Biology:Sagittaria longiloba

From HandWiki
Revision as of 08:00, 12 February 2024 by Carolyn (talk | contribs) (over-write)
(diff) ← Older revision | Latest revision (diff) | Newer revision → (diff)
Short description: Species of aquatic plant

Sagittaria longiloba
Aquatic and wetland plants of southwestern United States (1972) (19127619583).jpg
Scientific classification edit
Kingdom: Plantae
Clade: Tracheophytes
Clade: Angiosperms
Clade: Monocots
Order: Alismatales
Family: Alismataceae
Genus: Sagittaria
Species:
S. longiloba
Binomial name
Sagittaria longiloba
Engelm. ex J.G.Sm.
Synonyms[1]
  • Sagittaria greggii J.G.Sm.
  • Sagittaria sagittifolia var. mexicana M.Martens & Galeotti

Sagittaria longiloba is a North American species of flowering plant in the water plantain family known by the common name longbarb arrowhead[2] and Gregg arrowhead.

Description

Sagittaria longiloba is a perennial aquatic plant growing from a spherical tuber. The leaves are sagittate, or shaped like arrowheads with two longer, narrower, pointed lobes opposite the shorter tip. The leaf blades are borne on very long petioles.

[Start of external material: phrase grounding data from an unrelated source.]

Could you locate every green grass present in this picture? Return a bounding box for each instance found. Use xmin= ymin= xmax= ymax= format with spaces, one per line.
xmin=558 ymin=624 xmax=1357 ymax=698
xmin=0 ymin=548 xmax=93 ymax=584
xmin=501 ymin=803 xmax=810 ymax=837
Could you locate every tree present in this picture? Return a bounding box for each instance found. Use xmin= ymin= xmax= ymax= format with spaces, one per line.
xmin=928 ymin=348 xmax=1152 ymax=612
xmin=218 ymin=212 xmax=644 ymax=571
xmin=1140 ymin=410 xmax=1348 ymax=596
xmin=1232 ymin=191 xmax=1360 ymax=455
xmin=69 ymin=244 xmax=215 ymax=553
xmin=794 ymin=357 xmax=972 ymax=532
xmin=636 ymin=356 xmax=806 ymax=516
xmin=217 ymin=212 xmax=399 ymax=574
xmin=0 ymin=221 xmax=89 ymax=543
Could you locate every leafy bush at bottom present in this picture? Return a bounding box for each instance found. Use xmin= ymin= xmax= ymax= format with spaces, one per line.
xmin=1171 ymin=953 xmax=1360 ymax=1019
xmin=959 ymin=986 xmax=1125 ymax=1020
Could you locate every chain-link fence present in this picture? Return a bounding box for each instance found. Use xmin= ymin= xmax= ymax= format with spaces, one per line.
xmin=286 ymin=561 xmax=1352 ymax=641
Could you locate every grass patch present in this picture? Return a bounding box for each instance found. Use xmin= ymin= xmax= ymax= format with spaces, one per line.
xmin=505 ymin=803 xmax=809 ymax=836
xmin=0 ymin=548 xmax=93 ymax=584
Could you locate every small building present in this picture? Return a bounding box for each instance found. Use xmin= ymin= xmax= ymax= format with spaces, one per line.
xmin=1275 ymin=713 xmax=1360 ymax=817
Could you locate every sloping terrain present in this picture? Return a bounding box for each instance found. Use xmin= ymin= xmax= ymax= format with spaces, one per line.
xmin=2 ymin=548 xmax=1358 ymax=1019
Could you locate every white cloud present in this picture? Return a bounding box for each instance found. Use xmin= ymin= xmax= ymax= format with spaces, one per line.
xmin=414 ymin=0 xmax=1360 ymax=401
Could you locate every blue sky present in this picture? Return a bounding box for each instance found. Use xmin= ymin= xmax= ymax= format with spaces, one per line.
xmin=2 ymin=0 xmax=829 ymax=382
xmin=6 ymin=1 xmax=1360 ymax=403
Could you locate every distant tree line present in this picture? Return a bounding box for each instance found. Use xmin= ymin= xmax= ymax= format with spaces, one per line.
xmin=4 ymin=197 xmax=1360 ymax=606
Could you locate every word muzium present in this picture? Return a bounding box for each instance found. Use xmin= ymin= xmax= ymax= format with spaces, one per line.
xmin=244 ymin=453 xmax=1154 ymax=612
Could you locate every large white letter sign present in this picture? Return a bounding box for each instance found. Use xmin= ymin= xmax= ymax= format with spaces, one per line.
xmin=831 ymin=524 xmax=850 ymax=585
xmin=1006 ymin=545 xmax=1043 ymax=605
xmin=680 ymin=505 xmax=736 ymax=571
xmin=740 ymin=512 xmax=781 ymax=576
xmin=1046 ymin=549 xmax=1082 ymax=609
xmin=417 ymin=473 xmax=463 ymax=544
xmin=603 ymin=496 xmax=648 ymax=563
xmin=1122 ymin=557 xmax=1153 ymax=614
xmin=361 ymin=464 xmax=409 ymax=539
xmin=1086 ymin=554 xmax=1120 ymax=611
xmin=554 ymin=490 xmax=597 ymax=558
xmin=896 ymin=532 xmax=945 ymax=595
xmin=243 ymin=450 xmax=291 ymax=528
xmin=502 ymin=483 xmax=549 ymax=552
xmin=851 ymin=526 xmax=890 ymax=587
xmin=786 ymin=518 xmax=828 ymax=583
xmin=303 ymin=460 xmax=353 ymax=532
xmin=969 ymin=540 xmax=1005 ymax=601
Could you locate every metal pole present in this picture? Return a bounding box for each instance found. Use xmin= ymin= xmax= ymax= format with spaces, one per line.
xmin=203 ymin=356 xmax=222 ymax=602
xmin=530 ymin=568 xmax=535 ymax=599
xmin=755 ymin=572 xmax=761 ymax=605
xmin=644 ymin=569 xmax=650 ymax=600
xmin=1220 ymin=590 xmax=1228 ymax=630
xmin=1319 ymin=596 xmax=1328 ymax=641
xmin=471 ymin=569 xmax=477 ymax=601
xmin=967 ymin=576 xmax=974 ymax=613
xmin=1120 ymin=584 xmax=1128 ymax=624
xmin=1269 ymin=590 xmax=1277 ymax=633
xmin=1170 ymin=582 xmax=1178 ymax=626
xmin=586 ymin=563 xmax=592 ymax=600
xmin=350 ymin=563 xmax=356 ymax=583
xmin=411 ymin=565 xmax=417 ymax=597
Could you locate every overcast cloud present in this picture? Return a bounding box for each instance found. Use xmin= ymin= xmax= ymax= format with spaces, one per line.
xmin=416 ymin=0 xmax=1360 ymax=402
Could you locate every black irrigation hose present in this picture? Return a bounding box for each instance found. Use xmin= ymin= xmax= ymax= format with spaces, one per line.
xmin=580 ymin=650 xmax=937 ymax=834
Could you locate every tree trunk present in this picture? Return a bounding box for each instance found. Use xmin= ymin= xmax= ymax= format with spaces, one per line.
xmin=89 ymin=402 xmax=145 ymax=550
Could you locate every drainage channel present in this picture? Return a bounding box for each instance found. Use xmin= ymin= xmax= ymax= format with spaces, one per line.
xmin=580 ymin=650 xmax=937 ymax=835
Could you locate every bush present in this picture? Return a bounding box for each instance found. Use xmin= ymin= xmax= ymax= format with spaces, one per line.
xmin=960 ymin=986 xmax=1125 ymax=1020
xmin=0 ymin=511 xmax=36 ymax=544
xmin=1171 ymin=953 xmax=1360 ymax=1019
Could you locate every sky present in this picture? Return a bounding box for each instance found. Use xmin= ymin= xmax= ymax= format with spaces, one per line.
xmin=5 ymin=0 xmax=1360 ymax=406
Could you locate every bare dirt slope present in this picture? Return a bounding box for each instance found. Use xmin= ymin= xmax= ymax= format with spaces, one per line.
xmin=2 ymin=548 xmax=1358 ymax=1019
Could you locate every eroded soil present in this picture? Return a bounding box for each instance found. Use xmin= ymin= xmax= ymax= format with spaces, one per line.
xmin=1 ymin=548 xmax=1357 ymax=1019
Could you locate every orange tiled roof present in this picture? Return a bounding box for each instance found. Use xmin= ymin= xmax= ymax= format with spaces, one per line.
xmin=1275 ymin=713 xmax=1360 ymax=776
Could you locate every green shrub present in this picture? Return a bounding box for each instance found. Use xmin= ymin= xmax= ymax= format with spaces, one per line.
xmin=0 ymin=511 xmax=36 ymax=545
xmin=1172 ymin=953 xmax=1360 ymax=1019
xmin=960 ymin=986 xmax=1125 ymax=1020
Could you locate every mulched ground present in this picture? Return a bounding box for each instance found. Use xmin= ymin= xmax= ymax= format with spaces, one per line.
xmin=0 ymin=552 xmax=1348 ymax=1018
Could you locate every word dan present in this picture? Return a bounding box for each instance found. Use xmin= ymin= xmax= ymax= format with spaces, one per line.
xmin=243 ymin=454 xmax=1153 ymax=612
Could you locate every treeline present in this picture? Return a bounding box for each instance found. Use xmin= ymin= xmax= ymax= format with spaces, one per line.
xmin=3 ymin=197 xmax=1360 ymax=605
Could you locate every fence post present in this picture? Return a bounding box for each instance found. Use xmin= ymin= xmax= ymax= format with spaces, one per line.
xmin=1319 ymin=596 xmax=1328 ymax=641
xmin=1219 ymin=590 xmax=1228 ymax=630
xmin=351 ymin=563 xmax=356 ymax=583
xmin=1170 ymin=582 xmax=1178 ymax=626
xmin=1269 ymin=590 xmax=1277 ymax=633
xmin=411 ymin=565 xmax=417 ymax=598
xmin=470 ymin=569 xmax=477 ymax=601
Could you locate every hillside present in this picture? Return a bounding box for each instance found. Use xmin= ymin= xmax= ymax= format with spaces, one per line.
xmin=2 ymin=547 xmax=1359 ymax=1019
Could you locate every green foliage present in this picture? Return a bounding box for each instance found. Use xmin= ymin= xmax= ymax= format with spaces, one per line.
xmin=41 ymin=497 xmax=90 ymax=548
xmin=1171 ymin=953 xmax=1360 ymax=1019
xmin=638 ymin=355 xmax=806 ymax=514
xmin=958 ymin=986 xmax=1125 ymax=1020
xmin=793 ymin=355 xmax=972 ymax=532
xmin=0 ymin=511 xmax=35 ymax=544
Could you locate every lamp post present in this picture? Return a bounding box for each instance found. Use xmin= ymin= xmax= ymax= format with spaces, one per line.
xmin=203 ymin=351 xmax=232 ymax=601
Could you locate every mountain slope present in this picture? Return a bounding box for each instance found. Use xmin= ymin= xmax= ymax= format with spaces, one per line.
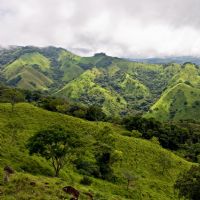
xmin=145 ymin=64 xmax=200 ymax=121
xmin=56 ymin=68 xmax=127 ymax=117
xmin=2 ymin=52 xmax=52 ymax=90
xmin=0 ymin=46 xmax=200 ymax=120
xmin=130 ymin=56 xmax=200 ymax=65
xmin=0 ymin=103 xmax=192 ymax=199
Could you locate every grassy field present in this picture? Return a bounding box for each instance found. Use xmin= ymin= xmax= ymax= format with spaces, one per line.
xmin=0 ymin=103 xmax=192 ymax=199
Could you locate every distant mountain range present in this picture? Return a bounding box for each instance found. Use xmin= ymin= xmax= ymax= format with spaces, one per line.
xmin=130 ymin=56 xmax=200 ymax=65
xmin=0 ymin=46 xmax=200 ymax=121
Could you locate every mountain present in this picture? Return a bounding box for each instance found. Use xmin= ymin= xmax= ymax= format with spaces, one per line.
xmin=145 ymin=63 xmax=200 ymax=121
xmin=0 ymin=46 xmax=200 ymax=121
xmin=0 ymin=102 xmax=191 ymax=199
xmin=130 ymin=56 xmax=200 ymax=65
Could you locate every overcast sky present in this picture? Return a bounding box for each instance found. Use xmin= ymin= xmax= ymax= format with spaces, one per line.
xmin=0 ymin=0 xmax=200 ymax=57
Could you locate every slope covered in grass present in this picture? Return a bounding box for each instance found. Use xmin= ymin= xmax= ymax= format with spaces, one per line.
xmin=0 ymin=103 xmax=192 ymax=199
xmin=2 ymin=52 xmax=52 ymax=90
xmin=145 ymin=64 xmax=200 ymax=121
xmin=58 ymin=50 xmax=84 ymax=82
xmin=1 ymin=46 xmax=200 ymax=120
xmin=56 ymin=68 xmax=127 ymax=117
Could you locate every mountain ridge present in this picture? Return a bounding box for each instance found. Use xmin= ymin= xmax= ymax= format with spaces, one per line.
xmin=1 ymin=46 xmax=200 ymax=121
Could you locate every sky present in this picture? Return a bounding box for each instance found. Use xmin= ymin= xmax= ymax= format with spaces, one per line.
xmin=0 ymin=0 xmax=200 ymax=58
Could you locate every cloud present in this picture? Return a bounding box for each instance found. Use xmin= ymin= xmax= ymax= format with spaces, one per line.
xmin=0 ymin=0 xmax=200 ymax=57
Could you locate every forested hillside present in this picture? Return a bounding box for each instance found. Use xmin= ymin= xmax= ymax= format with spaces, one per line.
xmin=1 ymin=46 xmax=200 ymax=120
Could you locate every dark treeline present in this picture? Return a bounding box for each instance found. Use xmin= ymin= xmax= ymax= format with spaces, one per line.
xmin=0 ymin=84 xmax=106 ymax=121
xmin=122 ymin=116 xmax=200 ymax=163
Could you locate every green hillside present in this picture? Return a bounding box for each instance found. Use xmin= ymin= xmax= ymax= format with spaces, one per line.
xmin=58 ymin=50 xmax=84 ymax=82
xmin=145 ymin=64 xmax=200 ymax=121
xmin=2 ymin=52 xmax=52 ymax=90
xmin=1 ymin=46 xmax=200 ymax=120
xmin=56 ymin=68 xmax=127 ymax=117
xmin=0 ymin=103 xmax=192 ymax=199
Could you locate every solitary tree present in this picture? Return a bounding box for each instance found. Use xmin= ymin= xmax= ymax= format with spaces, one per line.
xmin=94 ymin=126 xmax=118 ymax=181
xmin=27 ymin=125 xmax=80 ymax=177
xmin=3 ymin=89 xmax=25 ymax=112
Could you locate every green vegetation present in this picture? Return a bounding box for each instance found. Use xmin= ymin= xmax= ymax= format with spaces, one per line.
xmin=2 ymin=52 xmax=52 ymax=90
xmin=0 ymin=46 xmax=200 ymax=199
xmin=27 ymin=125 xmax=82 ymax=177
xmin=0 ymin=103 xmax=192 ymax=199
xmin=146 ymin=64 xmax=200 ymax=121
xmin=175 ymin=165 xmax=200 ymax=200
xmin=1 ymin=46 xmax=200 ymax=120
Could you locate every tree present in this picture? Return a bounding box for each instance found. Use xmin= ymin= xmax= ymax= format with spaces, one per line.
xmin=174 ymin=166 xmax=200 ymax=200
xmin=2 ymin=89 xmax=25 ymax=112
xmin=27 ymin=125 xmax=80 ymax=177
xmin=86 ymin=105 xmax=106 ymax=121
xmin=94 ymin=126 xmax=117 ymax=181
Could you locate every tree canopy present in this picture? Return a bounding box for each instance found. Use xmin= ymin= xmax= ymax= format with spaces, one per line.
xmin=27 ymin=125 xmax=81 ymax=177
xmin=175 ymin=165 xmax=200 ymax=200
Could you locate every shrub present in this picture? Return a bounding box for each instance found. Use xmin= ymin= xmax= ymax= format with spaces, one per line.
xmin=80 ymin=176 xmax=93 ymax=186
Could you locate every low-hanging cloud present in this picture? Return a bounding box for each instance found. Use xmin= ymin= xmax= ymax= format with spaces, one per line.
xmin=0 ymin=0 xmax=200 ymax=57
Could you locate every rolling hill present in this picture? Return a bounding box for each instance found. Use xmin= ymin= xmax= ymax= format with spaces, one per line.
xmin=145 ymin=63 xmax=200 ymax=121
xmin=0 ymin=46 xmax=200 ymax=120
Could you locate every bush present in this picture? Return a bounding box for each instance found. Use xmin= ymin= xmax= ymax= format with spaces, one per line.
xmin=75 ymin=160 xmax=99 ymax=177
xmin=122 ymin=130 xmax=142 ymax=138
xmin=80 ymin=176 xmax=93 ymax=186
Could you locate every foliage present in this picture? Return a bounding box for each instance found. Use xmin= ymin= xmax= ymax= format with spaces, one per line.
xmin=175 ymin=165 xmax=200 ymax=200
xmin=0 ymin=87 xmax=25 ymax=111
xmin=80 ymin=176 xmax=93 ymax=186
xmin=27 ymin=125 xmax=81 ymax=176
xmin=85 ymin=105 xmax=106 ymax=121
xmin=1 ymin=46 xmax=200 ymax=120
xmin=0 ymin=102 xmax=191 ymax=199
xmin=123 ymin=116 xmax=189 ymax=150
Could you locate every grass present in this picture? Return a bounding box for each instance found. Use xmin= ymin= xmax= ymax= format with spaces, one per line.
xmin=1 ymin=47 xmax=200 ymax=120
xmin=145 ymin=64 xmax=200 ymax=121
xmin=3 ymin=52 xmax=50 ymax=78
xmin=56 ymin=68 xmax=127 ymax=117
xmin=0 ymin=103 xmax=193 ymax=199
xmin=58 ymin=50 xmax=84 ymax=82
xmin=2 ymin=52 xmax=52 ymax=90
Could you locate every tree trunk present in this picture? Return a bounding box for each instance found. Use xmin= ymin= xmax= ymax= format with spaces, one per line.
xmin=54 ymin=165 xmax=60 ymax=177
xmin=3 ymin=171 xmax=9 ymax=183
xmin=11 ymin=103 xmax=14 ymax=112
xmin=127 ymin=180 xmax=130 ymax=190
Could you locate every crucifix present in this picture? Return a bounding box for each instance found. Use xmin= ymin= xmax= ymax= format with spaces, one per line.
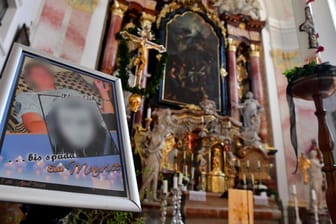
xmin=299 ymin=6 xmax=318 ymax=49
xmin=120 ymin=26 xmax=166 ymax=88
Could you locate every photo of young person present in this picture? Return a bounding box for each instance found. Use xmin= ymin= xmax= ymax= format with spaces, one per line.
xmin=41 ymin=96 xmax=119 ymax=157
xmin=14 ymin=61 xmax=116 ymax=134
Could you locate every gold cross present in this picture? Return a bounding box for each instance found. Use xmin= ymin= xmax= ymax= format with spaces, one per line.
xmin=120 ymin=26 xmax=166 ymax=87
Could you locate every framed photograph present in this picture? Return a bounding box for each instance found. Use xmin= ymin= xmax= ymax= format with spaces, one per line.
xmin=0 ymin=44 xmax=140 ymax=211
xmin=158 ymin=9 xmax=229 ymax=114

The plant is monoecious, with individuals bearing both male and female flowers. The inflorescence which rises above the surface of the water is a raceme made up of several whorls of flowers, the lowest node bearing female flowers and upper nodes bearing male flowers. The flower is up to 3 centimeters wide with three white petals. The male flowers have rings of stamens at the centers. Female flowers each have a spherical cluster of pistils which develops into a head of tiny fruits.[3][4][5][6]

Distribution and habitat

It is native to the south-central and southwestern United States (Texas , New Mexico, Oklahoma, Kansas , Nebraska, Arizona and California ) plus Mexico, Venezuela and Nicaragua. It is also reportedly naturalized in the western Himalayas of India and Bhutan.[7] It grows in slow-moving, stagnant, and ephemeral water bodies such as ponds and small streams, and sometimes disturbed and cultivated habitat such as rice fields and irrigation ditches.[3]